Centre Georges Pompidou

This building, designed in collaboration with Renzo Piano, firmly put Rogers on the map as a prominent modern architect. Designed to be a modular and flexible art centre, its colourful pipework façade marks the Centre Pompidou out as a striking feature of Parisian cultural life. It demonstrates his `inside-out’ style of architecture; exposing the steel structure and mechanical services on the exterior allowed for vast open spaces inside.
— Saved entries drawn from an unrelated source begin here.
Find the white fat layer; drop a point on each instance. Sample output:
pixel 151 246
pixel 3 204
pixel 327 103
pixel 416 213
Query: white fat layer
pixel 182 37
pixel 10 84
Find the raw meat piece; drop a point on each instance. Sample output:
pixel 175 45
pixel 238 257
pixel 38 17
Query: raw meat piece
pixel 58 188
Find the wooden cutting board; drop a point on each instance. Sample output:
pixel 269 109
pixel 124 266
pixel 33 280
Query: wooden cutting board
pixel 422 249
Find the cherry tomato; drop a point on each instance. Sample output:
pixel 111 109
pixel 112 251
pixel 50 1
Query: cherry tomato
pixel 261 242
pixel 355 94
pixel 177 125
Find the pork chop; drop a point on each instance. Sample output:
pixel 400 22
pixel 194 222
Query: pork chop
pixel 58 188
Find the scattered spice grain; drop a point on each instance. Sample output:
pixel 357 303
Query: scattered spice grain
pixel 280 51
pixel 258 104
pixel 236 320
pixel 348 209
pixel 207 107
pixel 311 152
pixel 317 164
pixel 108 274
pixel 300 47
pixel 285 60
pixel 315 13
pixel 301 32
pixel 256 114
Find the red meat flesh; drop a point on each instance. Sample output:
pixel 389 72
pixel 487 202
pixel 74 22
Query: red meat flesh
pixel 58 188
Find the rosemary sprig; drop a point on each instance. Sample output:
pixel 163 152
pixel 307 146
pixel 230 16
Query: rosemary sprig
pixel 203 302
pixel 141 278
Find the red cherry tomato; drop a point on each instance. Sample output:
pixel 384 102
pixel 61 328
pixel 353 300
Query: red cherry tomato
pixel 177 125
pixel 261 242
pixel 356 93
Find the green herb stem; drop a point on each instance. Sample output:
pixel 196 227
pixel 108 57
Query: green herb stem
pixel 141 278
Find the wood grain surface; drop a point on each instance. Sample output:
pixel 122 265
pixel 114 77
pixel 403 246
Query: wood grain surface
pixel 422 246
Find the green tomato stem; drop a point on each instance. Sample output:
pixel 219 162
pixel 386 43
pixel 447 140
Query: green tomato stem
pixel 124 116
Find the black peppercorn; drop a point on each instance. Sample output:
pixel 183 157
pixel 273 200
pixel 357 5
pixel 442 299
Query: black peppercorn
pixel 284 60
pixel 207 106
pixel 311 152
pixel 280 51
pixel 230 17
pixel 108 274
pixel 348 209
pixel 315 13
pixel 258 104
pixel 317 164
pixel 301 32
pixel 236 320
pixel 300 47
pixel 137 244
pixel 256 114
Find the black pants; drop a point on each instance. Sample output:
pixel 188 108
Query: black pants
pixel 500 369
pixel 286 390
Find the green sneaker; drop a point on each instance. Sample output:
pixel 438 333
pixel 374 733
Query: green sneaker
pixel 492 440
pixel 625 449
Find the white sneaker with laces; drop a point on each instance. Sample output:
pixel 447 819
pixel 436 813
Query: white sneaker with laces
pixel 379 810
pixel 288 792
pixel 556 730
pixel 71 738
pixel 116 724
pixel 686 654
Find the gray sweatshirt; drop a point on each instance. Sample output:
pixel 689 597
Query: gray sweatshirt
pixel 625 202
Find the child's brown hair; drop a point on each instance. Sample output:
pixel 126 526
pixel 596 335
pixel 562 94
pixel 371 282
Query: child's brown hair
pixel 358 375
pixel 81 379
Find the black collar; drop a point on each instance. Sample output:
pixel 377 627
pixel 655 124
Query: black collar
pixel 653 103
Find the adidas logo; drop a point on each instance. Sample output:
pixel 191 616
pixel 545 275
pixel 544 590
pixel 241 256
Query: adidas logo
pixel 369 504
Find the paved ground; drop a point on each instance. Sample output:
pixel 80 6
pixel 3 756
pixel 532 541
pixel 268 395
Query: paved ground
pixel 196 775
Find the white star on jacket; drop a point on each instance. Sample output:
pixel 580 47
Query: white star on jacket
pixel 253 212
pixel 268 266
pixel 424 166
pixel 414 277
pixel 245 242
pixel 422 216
Lloyd’s of London Building

Rogers used ideas he learned from working on the Centre Pompidou to create this iconic piece of 1980s architecture, with its air circulation tubes on the outside to free up space inside. The 14-storey office block in central London was built around a central atrium and stairs, lifts, and toilet pods were also positioned on the outside. Lloyds wanted the building to be adaptable into the future and the open spaces created by having services on the outside helped achieve this. The Lloyd’s building is now grade I listed.

The Senedd

This building overlooking Cardiff Bay was designed to symbolise the new Welsh parliament’s ideals of openness and transparency and houses the Senedd’s debating chamber and committee rooms. Designed by Rogers and Ivan Harbour and opened on St David’s Day 2006, it has a 100-year design life and was built from hard-wearing materials such as Welsh slate, red cedar wood, steel, and concrete. It involves a wooden parasol over an open plaza, with thin columns supporting the roof which covers an 80-seat chamber inside a timber funnel that allows people to look down and see the government at work. Its sustainability credentials include a biomass boiler, a ground source heat pump, and a roof that collects rainwater to service the building.

The Leadenhall Building

One of central London’s iconic buildings, this 224m high skyscraper with its distinctive wedge shape is nicknamed `the cheese grater’. The Leadenhall Building is an imposing structure that stands on 30m legs, creating a public square beneath. In typical Rogers’ style, it has services and lifts on the exterior, and it tilts to one side to ensure that it doesn’t obstruct a protected view of St Paul’s Cathedral.  

Madrid-Barajas Airport

The New Area Terminal 4 building won Rogers’ practice the Stirling Prize for the first time. It has an undulating, bamboo-clad roof, supported by brightly coloured central columns which mark different sections of the airport.

Heathrow Terminal 5

Rogers demonstrates his trademark skill in creating vast clear spaces at London’s Heathrow airport. This 396m long by 176m wide column-free area has freestanding structures which create departure and arrivals areas, check-in spaces, etc., which can be dismantled and reassembled as the building’s requirements change.

Maggie’s Centre

With its bright orange exterior, Maggie’s Centre at Charing Cross Hospital, Hammersmith in London, was designed to be an uplifting and welcoming place for cancer patients. Created for the cancer care charity Maggie’s, it won Rogers’ practice its second Stirling Prize.